Concordamos que existe, de facto, uma alteração na sonoridade, aquilo que fazemos agora está claramente distante do Sinphonic, pensamos que a componente gótica/industrial que marcou um pouco os nossos primórdios se foi perdendo naturalmente, mas foi mais resultado de uma evolução natural de uma banda com 20 anos de atividade. As entradas e saídas de elementos também promovem essas alterações, uma vez que todos temos influências diferentes, apesar de termos muitas bandas que todos gostamos. Mas gostamos de ver que, apesar de tudo, existe um fio condutor no caminho que percorremos e que tentamos manter algumas das caraterísticas da génese da banda, como são a parte mais melódica e sinfónica, como referiste e que ainda existe, mas também que haja muita dinâmica nas músicas, com partes mais calmas e melódicas de teclados, que contrastam com a agressividade das guitarras e da voz. Esta sempre foi, no fundo, a nossa principal caraterística, e que tentamos ao máximo manter. Mas não somos escravos de nenhum arquétipo prédesignado, se a composição e a sua estrutura e diferentes partes fazem sentido para nós na sua componente musical, se acompanham a componente lírica, e se traduzem de facto aquilo que queremos fazer sentir a nós próprios e aos ouvintes, isso para nós é o mais importante.

 

Que vídeos/singles já lançaram retirados deste trabalho?

Lançámos dois oficial audio tracks do Saligia, o Canto II Avaretia, e o Canto VI Ira. Para o Malebolge, avançámos o single e lyric vídeo Lex Talionis.

 

Já apresentaram este disco ao vivo? Há planos para continuar?

Sim, apresentámos oficialmente o Malebolge no RCA em Lisboa, no passado dia 18 de novembro de 2022. Temos já pelo menos mais sete datas marcadas para continuarmos a apresentar o EP e as quatro músicas que o compõem, entre os meses de abril e outubro, e estamos em negociações para apresentarmos ainda mais algumas datas, vamos ver o que vai acontecer, o ano ainda vai no começo e ainda há muito caminho a percorrer. Nesse sentido, sempre fomos persistentes, achamos que os vinte anos de existência assim o comprovam, continuamos por cá e esperamos continuar durante muito mais tempo a fazer aquilo que gostamos, a dar concertos, a compor novos temas e a lançar mais registos.

 

Obrigado, pessoal. Querem acrescentar mais alguma coisa?

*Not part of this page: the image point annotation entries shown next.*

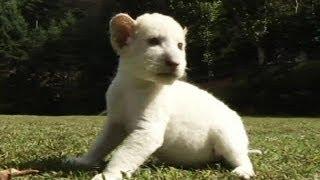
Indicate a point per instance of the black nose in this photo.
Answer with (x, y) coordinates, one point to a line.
(171, 63)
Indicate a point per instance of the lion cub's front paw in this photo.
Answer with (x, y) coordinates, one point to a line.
(244, 172)
(107, 176)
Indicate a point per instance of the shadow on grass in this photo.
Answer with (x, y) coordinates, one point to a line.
(220, 165)
(60, 164)
(54, 164)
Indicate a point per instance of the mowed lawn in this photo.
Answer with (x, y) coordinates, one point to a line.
(291, 148)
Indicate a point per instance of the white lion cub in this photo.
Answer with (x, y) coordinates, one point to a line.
(150, 111)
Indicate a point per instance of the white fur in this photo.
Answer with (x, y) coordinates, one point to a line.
(150, 111)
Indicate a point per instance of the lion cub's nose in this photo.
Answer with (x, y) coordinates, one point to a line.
(171, 63)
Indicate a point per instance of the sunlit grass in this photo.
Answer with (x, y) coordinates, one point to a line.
(291, 148)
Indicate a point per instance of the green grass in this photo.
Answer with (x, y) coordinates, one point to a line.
(291, 148)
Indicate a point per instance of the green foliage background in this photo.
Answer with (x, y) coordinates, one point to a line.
(261, 57)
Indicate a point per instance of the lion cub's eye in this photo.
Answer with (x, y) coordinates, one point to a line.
(154, 41)
(180, 45)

Obrigado, Pedro e Via Nocturna! Esperamos ver-vos na estrada. Ao público em geral e especificamente ao do metal underground, que continuem a ir ver as bandas ao vivo, há muitos festivais e concertos em locais com excelente organização e boas bandas, vale bem a pena sair de casa, e os concertos ao vivo são para nós o culminar de um longo processo de trabalho, onde damos tudo e temos a grande motivação de mostrar músicas novas e tocar outros temas que fazem a história da banda, mas também onde temos o prazer de conversar e conviver com o público, que é sempre gratificante e importante. Por isso apareçam, desfrutem dos concertos e interajam com as bandas! Abraços!